Aku ingin terbang semakin tinggi, bahkan melayang tanpa kembali berpijak. Aku ingin berkelana jauh, bahkan melupakan telapak awal di tapak berdebu. Aku berjuang mendaki ketinggian curam meski bertangga. Aku hendak mencapai puncak namun hembusan angin mendorong tebalnya awan dengan seenaknya, akhirnya terlihat suatu ketinggian yang harus aku daki lagi. Aku tundukan kepala sejenak sambil bertanya kepada diriku, mengapa aku harus mendaki pada bongkahan yang berketinggian tak pasti ini, meski aku adalah manusia pertama yang menembus keganasannya?
Aku mengangkat kepala lalu aku melihat ketinggian yang mulai nampak, bahkan hampir mematahkan niatku. Putus asa sempat melingkari semangatku dan hendak meremukkan kerja kerasku. Aku menatap ke arah tertinggi, ke tempat yang mampu tertangkap oleh indera penglihatanku. Aku tahu kalau ketinggian itu tak berujung dan tak memiliki akhir. Dengan emosi yang tercampur bersama peluh, aku mulai mencoba menyeret keberatanku yang sejak tadi tersenyum melukaiku. Selangkah manaiki ketinggian, hatiku mulai melemah sembari melanjutkannya. Aku tahu bahwa aku sedang dalam tujuan yang mengganaskan. Aku menyadari kekuatanku yang terbatas.
Aku tak mau melihat ke atas lagi, biarlah aku mendaki sambil menundukan kepala. Dan meraih semua yang aku impikan dan khayalkan. Aku tak mempedulikan para pemeran pesaing, yang sejak awal menggerogotiku dengan kebiasaan mereka. Aku tak pernah memanggil mereka untuk bertarung denganku, karena aku tak segagah dan sehebat perkiraan. Aku hanya ingin menyelesaikan pendakian dan berdiri bersama yang lain, sehingga tak ada perbedaan yang dapat melumpuhkan kekurangan bersama. Aku tak menghargai kemunafikan hati mereka yang dipertontonkan melalui senyuman dukungan palsu. Aku menangis dalam tawa, teriris semakin dalam dan sempat menyentuh tulangku, aku bagaikan sasaran di hadapan mereka. Padahal aku adalah lambang kelemahan manusia gundah!.  Aku hanyalah manusia sederhana yang tak mau di samakan dengan yang lain. Aku tetap mengedepankan kekuranganku dalam mendaki. Agar tak ada yang berani menantangku, sebab dengan kelebihan apakah dapat aku di saingkan?.

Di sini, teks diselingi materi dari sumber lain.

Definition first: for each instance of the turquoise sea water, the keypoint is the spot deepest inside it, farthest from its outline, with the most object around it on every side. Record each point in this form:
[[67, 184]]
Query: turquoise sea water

Semakin aku mendaki lebih tinggi, namun belum juga aku mendapatkan sesuatu yang melegakan. Namun aku tak akan mengangkat kepalaku sampai aku merasakan sendiri kepuasaan sejati. Aku tetap mendaki dan terus mendaki, sebab banyak hal yang aku nikmati ketika sedang mendaki. Dan semuanya adalah santapan yang tertelan utuh melalui kerongkongan tekadku. Aku membiarkan diriku bergerak sepuasnya agar aku mengerti kekuatanku. Aku sesaat merasakan puas dengan pendakianku meski belum mendapati puncaknya. Aku tersenyum sambil menatap bebanku yang sedang terseret. Aku tahu bahwa pendakianku yang lama sejak lampau ini pasti akan menemukan kesempurnaan kelak.